Exhibition of the week Glyn Philpot: Flesh and Spirit
Pallant House Gallery, Chichester (01243-774557, pallant.org.uk). Until 23 October
In his heyday, Glyn Philpot enjoyed considerable success, said Alan Hollinghurst in The Daily Telegraph. Philpot (1884-1937) made his name as a society portraitist, depicting “the rich, the gifted and the famous” with something of John Singer Sargent’s “combination of daring ease and oldmasterly resonance”. Then, around 1930, “at the height of his public success, he left England for Paris, had a brief revelatory immersion in Weimar Berlin, and dramatically altered his style” for something far more spare and modernist. In the decades following his early death, “he lapsed into obscurity along with his subjects”. Only a few of his works, such as his dashing wartime portrait of Siegfried Sassoon, are widely known today. Now this “comprehensive” exhibition in Chichester seeks to re-evaluate this career, bringing together more than 80 paintings, drawings and sculptures, many of which have not been displayed in decades. It provides “a wonderful opportunity to look again at the full span of his work, in all its richness and strangeness”. Philpot was both gay and a Catholic convert, and his work evinced a “constant dialogue” between his faith and his sexuality, subjects he often explored in “a quirkily contemporary way”. Remarkably, too, he became “a painter of black subjects without rival among British artists of his time”.
“Philpot appears as an artist – and a man – pulled in several directions,” said Hettie Judah in The Guardian. His talent for “flattering, somewhat old-fashioned” portraits, inspired by Velázquez and Manet, made him a “prodigy” and the youngest Royal Academician of his generation. His portrait of the “bright young thing” Loelia Ponsonby, for instance, is “awash in bias-cut satin, lush fur and gemstones”, while a likeness of the Countess of Dalkeith sees her as a “razor-cheeked waif in clouds of gauzy white”. Yet clearly, he harboured more adventurous ambitions: in the 1930s in Paris and Berlin he began painting “the chrome, glass and glow of the transforming city”; perhaps unsurprisingly, these painting proved less successful than his previous works.

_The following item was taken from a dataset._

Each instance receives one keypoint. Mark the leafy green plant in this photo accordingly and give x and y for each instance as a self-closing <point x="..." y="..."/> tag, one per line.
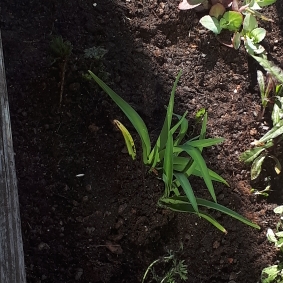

More convincingly modern are Philpot’s depictions of black men, said Mark Hudson on The Independent. Highlights here include a likeness of the singer and activist Paul Robeson and two “exquisitely sensitive portraits” of the Parisian cabaret performer Julien Zaire, one of which depicts him against a background of sleek modernist furniture. More intriguing still are the numerous pictures of Henry Thomas, his Jamaican-born model, servant and friend. Jamaican Man in
Profile (Henry Thomas), deservedly Philpot’s best-known picture, sees its subject in profile against “a brightly patterned” background, “the faintest of smiles playing over his lips”. Stylistically, it is a “remarkable” work of “protoPop Art” that feels decades ahead of its time. Unusually, there’s no attempt to frame him patronisingly as a certain racial “type”. Overall, this is a “fascinating” exhibition that refuses to make assumptions about its subject. Philpot remains an enigma, giving the show a “particular, piquant flavour”.